Final answer:
Perpetual accounting is an inventory management method involving continuous updating of inventory accounts as transactions occur. It uses scanning technology and inventory management software, enabling more accurate financial information. McGraw Hill provides resources with guidance on this process, including detailed guides and tutorials.
Step-by-step explanation:
The term 'perpetual accounting' refers to a method of inventory management where inventory accounts are updated continuously as transactions occur. This is in contrast with periodic accounting, where the inventory is updated at intervals, such as at the end of each financial period. Perpetual accounting typically involves the use of scanning technology and inventory management software, which tracks the purchase and sales of goods in real time, allowing for more accurate and current financial information.
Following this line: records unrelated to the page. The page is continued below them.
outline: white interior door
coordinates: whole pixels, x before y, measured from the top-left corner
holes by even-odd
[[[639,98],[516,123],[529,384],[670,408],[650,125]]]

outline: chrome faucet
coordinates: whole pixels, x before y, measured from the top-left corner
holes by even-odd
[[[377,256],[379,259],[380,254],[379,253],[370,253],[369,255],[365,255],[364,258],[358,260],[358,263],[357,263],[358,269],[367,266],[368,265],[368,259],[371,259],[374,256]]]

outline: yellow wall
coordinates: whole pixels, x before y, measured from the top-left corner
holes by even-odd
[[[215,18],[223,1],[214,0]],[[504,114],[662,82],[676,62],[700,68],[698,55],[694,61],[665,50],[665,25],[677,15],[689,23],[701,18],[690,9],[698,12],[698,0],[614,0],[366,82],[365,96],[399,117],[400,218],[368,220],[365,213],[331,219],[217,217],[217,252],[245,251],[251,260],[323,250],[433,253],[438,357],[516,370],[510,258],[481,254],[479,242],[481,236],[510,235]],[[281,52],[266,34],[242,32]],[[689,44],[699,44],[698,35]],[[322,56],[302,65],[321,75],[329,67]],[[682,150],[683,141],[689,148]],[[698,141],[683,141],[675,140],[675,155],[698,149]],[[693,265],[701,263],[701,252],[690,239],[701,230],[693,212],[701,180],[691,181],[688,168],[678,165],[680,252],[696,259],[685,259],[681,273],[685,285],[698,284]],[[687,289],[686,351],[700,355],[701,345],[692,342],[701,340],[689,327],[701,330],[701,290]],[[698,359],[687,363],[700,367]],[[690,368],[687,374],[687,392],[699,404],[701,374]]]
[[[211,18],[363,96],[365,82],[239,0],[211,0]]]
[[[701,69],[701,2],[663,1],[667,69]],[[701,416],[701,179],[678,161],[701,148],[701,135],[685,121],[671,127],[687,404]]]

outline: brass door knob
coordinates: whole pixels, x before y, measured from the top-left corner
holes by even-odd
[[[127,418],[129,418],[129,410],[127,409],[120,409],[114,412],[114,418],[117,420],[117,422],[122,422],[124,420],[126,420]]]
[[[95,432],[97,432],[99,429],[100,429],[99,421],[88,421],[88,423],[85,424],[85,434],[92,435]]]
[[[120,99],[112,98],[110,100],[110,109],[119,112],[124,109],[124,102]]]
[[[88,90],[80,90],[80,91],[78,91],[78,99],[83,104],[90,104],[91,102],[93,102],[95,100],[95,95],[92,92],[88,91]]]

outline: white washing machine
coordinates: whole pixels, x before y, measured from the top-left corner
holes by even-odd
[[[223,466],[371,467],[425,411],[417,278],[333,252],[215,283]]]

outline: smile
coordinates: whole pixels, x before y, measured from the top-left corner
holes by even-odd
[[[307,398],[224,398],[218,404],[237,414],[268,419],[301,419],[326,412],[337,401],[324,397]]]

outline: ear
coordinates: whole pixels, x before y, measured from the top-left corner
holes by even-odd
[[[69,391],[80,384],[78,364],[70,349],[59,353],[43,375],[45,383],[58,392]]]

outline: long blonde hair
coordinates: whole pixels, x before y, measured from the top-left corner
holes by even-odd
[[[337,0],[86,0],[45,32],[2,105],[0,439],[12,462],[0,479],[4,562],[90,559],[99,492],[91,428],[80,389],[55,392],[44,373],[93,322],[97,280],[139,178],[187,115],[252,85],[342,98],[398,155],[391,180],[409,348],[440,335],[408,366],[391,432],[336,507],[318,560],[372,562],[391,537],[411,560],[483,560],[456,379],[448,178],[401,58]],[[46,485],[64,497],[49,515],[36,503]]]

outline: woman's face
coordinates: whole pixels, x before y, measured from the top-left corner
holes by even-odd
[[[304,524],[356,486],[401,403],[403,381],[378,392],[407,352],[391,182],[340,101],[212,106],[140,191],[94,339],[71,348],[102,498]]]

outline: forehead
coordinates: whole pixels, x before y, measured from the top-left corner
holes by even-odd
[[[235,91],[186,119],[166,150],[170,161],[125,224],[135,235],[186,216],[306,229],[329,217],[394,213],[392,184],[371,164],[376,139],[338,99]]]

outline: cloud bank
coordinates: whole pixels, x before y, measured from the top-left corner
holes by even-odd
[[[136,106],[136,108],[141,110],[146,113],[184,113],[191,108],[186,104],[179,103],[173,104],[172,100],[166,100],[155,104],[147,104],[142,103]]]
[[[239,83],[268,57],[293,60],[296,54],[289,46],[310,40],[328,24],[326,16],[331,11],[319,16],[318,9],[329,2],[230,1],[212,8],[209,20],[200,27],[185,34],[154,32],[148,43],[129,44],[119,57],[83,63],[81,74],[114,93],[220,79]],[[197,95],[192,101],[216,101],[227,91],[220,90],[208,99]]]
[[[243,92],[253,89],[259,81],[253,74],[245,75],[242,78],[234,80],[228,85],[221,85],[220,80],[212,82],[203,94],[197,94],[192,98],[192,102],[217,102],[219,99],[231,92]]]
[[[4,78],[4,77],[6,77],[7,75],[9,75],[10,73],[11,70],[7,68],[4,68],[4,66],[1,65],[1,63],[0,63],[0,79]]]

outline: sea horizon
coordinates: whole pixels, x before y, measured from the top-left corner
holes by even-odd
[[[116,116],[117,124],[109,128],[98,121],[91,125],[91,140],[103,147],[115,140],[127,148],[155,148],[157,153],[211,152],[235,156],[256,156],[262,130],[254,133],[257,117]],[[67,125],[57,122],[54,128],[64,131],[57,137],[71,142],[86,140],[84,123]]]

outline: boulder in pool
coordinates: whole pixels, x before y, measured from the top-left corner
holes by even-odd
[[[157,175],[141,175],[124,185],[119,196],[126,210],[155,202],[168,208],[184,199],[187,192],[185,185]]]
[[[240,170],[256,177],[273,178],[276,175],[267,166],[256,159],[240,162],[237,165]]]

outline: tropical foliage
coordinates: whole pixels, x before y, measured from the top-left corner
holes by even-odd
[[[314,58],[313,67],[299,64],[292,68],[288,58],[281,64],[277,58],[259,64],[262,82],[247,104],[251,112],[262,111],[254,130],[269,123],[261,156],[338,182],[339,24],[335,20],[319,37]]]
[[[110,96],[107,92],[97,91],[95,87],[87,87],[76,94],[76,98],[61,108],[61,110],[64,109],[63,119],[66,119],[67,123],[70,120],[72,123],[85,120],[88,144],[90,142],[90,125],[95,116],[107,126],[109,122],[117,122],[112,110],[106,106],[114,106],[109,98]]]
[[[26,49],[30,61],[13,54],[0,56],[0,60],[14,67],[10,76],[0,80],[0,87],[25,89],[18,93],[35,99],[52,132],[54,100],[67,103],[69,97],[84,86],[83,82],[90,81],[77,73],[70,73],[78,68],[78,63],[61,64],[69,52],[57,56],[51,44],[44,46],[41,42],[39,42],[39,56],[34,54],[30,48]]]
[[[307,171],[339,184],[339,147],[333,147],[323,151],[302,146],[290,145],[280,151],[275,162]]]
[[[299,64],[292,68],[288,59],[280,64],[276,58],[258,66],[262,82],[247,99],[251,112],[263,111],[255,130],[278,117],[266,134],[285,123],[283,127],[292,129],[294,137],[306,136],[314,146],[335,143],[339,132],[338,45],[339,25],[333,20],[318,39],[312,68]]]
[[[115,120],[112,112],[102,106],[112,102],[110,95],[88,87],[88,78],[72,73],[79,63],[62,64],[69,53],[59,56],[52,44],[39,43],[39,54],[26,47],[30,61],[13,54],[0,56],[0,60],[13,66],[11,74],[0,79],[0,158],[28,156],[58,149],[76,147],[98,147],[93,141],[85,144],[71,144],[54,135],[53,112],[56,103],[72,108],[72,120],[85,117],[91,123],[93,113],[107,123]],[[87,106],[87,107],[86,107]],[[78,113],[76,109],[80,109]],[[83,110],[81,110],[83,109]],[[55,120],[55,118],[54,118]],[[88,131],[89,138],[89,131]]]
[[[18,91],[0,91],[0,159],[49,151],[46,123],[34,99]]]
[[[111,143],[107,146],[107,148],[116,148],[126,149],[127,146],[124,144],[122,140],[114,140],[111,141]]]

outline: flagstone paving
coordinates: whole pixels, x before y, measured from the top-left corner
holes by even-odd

When a business sells a product under the perpetual system, two accounting entries are made: one to record the revenue from the sale, and another to decrement the inventory and record the cost of goods sold. Similarly, when new inventory is purchased, an entry is made to increase the inventory account and to record the related expense. McGraw Hill's approach to perpetual accounting would involve following the specific guidance and practices outlined in their textbooks and software, which may provide tools and frameworks for implementing this accounting process.
To learn more about perpetual accounting, students could access resources from McGraw Hill, which often include comprehensive guides, step-by-step tutorials, and details on their specific approach to the continuous accounting process. Such resources would likely cover the principles of journal entries, inventory tracking, and how to review and interpret the ongoing financial data.